The shortest chapter of the book (only three pages) deals with regime-switching processes. The idea behind a regime-switching model is that the market can take on different states, such as periods of high and low volatility. The mug shot of a three-state regime-switching process, with Student innovations and dynamics specified by a Markov chain with given transition probabilities is presented. The author concludes that the process is not a good candidate as a model for the empirical price time series, since the properties of the process are quite far from those of the empirical time series. I believe more research should be done before discrediting such processes.

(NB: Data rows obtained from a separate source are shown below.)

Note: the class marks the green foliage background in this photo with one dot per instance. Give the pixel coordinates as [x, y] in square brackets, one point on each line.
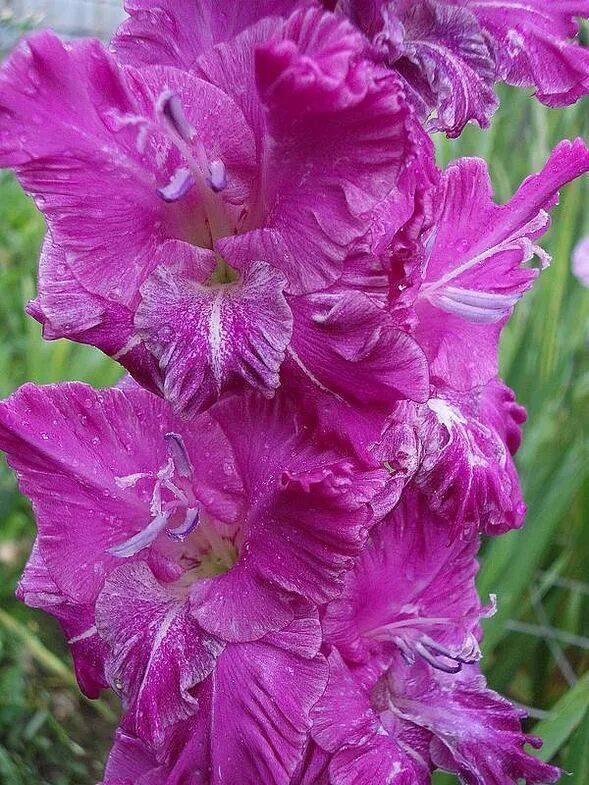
[536, 647]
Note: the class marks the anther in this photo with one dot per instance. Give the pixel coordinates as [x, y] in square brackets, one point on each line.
[172, 109]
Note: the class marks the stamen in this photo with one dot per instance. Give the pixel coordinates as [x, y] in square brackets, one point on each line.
[436, 662]
[178, 453]
[180, 184]
[172, 109]
[217, 179]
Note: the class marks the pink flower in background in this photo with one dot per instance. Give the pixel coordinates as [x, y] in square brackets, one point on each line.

If a chapter is to be devoted to the subject, Threshold Auto-Regressive models were available; they have proved very fruitful in modeling non-linear financial time series of returns and volatility.

The final chapter of the book rummages through some topics like Multi-time horizon analysis, Slow decay for the lagged correlation, Definition of volatility, the Importance of heteroscedasticity, Fat-tailed distributions, Convergence towards a Gaussian distribution, Temporal aggregation and Mean reversion and Ornstein-Uhlenbeck processes. This chapter opens the door to some questions, both from the research and the philosophical point of view.

This book is definitely recommended to anyone (practitioners, quants, academics or graduate students) interested in attaining a deeper understanding of the dynamics of prices, as well as the corresponding stylized facts, which are central to many applications like portfolio optimizations, risk evaluations, or the valuation of contingent claims.


Omar Rojas (orojas@up.edu.mx) is a mathematician turned to finance, working as a research professor at the School of Business and Economy at Panamerican University, Guadalajara, Mexico. His areas of interest are Mathematical Finance, Operations Research and Applied Dynamical Systems.